2025, Oct 08 03:00
How to Scrape Paginated DataTables with Selenium in Python: Avoid Skipped Pages Using the Next Button
Use a robust Selenium approach to scrape Vale's dividends table in Python: avoid brittle idx clicks and iterate with the Next button to capture every page.
Scraping paginated tables with Selenium often looks straightforward until a widget’s internal behaviors surface. On the Vale dividends page at https://investidor10.com.br/acoes/vale3/, the pagination UI includes numeric buttons and Next/Previous. Clicking by numeric index works for the first few pages, but attempting to hit idx="5" jumps straight to idx="8" and leaves data on pages 6 and 7 behind. On top of that, an occasional NoSuchElementError appears even though the target element is visible in the DOM.
Reproducing the issue
The following snippet relies on direct clicks against numeric pager anchors via the data-dt-idx attribute. It scrolls, clicks the chosen page, waits for the table to be present, and hands control to the scraping routine.
from selenium import webdriver
from selenium.webdriver.common.by import By
from selenium.webdriver.support.ui import WebDriverWait
from selenium.webdriver.support import expected_conditions as EC
from time import sleep
def loop_pagers():
    tabs = browser.find_elements(By.CSS_SELECTOR, "a[data-dt-idx]")
    total = len(tabs)
    for k in range(total):
        hit_pager(str(k + 1))
def hit_pager(idx):
    try:
        locator = (By.CSS_SELECTOR, f'a[data-dt-idx="{idx}"]')

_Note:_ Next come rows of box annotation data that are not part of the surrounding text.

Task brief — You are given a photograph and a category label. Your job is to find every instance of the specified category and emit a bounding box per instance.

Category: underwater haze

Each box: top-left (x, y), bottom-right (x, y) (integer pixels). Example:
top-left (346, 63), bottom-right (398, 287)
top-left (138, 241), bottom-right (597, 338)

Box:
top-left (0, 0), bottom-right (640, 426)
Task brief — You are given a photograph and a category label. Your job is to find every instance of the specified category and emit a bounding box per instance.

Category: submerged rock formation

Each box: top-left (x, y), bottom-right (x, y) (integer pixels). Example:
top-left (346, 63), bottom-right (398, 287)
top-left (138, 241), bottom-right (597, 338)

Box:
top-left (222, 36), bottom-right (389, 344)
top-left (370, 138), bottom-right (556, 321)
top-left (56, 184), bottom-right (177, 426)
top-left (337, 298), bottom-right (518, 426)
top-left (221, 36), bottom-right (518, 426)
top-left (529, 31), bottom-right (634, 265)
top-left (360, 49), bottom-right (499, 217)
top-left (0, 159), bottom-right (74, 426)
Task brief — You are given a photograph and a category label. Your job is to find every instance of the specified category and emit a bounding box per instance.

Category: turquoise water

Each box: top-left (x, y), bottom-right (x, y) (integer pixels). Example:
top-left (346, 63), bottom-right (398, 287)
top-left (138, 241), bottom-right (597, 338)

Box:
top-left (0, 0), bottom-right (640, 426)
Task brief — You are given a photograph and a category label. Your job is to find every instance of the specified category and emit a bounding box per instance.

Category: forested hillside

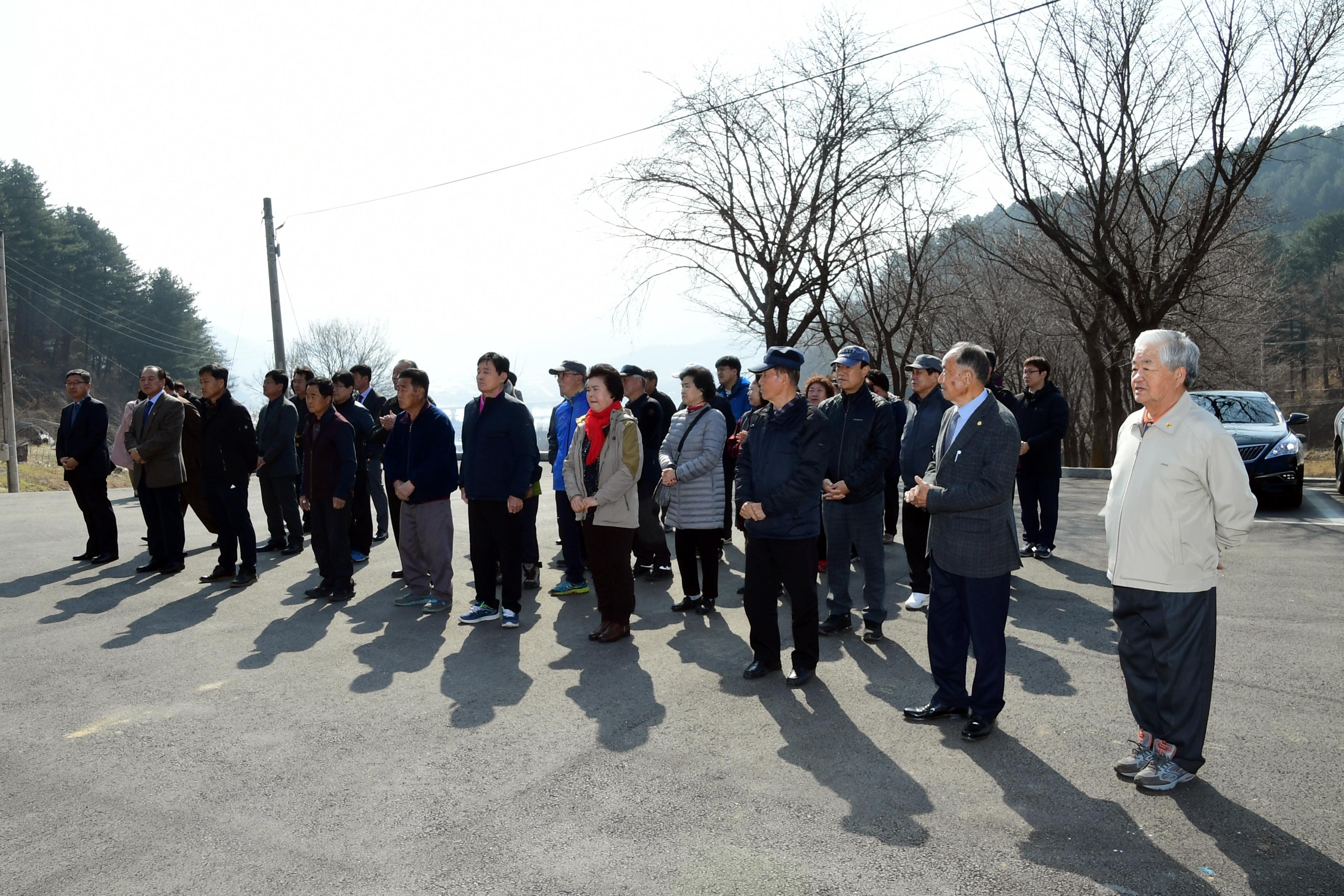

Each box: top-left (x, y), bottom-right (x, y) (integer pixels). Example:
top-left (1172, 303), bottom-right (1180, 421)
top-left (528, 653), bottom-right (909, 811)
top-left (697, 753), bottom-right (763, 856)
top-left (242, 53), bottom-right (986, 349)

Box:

        pager = WebDriverWait(browser, 10).until(EC.presence_of_element_located(locator))
        browser.execute_script("window.scrollTo(0, document.body.scrollHeight);")
        sleep(1)
        browser.execute_script("arguments[0].scrollIntoView({behavior:'instant', block:'center' });", pager)
        browser.execute_script("arguments[0].click();", pager)
        WebDriverWait(browser, 10).until(EC.presence_of_element_located((By.ID, "table-dividends-history")))
        harvest_grid()  # scraping routine
    except Exception as err:
        print(f"Failed to execute function: {err}")
What’s actually going wrong
The pagination control doesn’t behave consistently when targeted by numeric idx. The observed result is that a click intended for idx="5" takes the view to idx="8", so rows from pages 6 and 7 are skipped. Additionally, the code can raise NoSuchElementError even when the button is on the page, which lines up with dynamic re-rendering and transient clickability issues. In short, the numeric-index strategy is brittle for this widget.
A pragmatic way to collect every page
A more resilient pattern on this page is to capture all visible rows on the first page and then advance page-by-page with the Next button until it is no longer present. The approach starts by navigating to https://investidor10.com.br/acoes/vale3/, waiting for the dividends section (id="dividends-section") to become visible, scrolling the dividends table wrapper into view, and reading the header from the dataTables_scroll area.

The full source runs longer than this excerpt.